This poem, written two years after the death of Pulter’s adult daughter Jane, offers a fascinating perspective on maternal grief. The passage of time and the Christian concepts of heaven and resurrection have done little to assuage the speaker’s pain, and she seeks a more satisfying expression of her grief by experimenting with cultural allusions and by combining conventions of child-loss elegies with those of Petrarchan love poetry. Many seventeenth-century poets writing about the death of a child found solace in Christianity as they reframed grief as divine grace. Many other English poets imitated Petrarch, a fourteenth-century Italian poet whose male speaker expressed unrequited love for a beautiful but inaccessible woman. Pulter’s elegy builds upon both traditions. It describes a mother’s love for her daughter in Petrarchan terms as its speaker refuses to be consoled.
The poem is also noteworthy for revealing a work in progress. Like all of Pulter’s poetry, it survives in a single manuscript. In the manuscript, this poem’s line 44 is crossed out and replaced with nine new lines, and because these changes are written in the same scribal hand as the rest of the manuscript, it is likely that they are authorially sanctioned. I have edited two versions of the poem to enable readers to compare Pulter’s early and revised endings; this version is the early one. The salient differences can be found in the final eight lines here and the final sixteen in “Version B: Pulter’s revised text.” Unlike the revised version, which alludes to Royalist lament, the early version presented here does not connect maternal grief to contemporary politics, and it dwells a little less on Jane’s physical body and the cyclical nature of grief.

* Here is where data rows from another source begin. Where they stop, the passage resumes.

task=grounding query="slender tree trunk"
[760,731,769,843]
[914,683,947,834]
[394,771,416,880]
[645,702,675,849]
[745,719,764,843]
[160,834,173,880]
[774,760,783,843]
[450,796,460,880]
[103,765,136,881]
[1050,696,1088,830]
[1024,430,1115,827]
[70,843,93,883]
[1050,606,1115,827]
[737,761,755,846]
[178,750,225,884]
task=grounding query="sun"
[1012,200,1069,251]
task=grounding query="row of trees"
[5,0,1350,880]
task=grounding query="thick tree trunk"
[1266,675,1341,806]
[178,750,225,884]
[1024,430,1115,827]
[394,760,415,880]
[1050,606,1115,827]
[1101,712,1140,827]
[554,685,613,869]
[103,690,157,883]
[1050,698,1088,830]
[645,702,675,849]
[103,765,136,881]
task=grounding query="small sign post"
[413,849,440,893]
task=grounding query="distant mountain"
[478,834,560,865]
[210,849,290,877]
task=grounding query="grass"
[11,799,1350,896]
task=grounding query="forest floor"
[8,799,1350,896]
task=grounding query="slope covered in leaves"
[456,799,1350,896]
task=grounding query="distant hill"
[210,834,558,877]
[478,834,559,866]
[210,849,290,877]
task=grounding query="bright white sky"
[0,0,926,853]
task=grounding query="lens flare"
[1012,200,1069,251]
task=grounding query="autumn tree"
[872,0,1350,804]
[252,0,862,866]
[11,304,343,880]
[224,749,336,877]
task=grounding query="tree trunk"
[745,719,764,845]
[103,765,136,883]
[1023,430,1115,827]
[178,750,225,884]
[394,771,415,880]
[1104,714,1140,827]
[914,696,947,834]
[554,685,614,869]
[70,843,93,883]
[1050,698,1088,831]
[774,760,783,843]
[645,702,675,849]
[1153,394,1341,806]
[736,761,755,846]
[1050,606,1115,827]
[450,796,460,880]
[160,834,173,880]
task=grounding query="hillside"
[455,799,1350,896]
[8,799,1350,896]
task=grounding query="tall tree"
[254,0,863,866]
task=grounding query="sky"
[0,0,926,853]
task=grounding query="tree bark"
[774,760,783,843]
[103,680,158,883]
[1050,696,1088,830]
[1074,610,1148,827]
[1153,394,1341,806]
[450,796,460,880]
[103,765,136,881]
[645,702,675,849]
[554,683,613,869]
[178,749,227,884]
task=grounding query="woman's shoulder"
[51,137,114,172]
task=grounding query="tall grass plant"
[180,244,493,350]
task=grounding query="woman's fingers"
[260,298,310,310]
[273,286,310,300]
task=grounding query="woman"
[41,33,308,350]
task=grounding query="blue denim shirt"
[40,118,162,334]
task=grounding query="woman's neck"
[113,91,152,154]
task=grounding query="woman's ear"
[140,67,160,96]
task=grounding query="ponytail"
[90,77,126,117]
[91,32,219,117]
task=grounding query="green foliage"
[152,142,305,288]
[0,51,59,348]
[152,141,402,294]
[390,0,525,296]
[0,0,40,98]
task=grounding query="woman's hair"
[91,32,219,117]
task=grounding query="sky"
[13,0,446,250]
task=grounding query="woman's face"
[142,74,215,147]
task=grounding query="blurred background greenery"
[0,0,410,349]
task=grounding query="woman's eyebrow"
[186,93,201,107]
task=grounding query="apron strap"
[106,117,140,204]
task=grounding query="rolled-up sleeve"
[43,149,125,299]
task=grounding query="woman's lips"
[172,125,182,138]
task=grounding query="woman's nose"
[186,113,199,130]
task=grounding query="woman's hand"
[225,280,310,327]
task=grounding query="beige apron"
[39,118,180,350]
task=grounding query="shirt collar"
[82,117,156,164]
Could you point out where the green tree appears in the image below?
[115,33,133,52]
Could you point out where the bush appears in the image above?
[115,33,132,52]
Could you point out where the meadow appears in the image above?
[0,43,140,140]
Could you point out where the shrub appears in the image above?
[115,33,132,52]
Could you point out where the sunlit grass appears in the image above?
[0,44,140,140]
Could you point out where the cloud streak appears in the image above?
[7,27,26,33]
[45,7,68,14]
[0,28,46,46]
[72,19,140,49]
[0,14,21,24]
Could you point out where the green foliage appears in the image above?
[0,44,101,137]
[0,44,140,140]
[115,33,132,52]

To prepare this poem for a wide range of readers, I have modernized spelling, punctuation, and capitalization to conform to standard American usage, as well as expanded all contractions. I have glossed archaic definitions and confusing syntax, identified allusions, and alerted readers when the manuscript’s original spelling is especially worth considering. In my notes, I aim not to direct interpretation in a restrictive way, but to facilitate multiple interpretations of the poem by highlighting its engagement with genre, myth, and religion.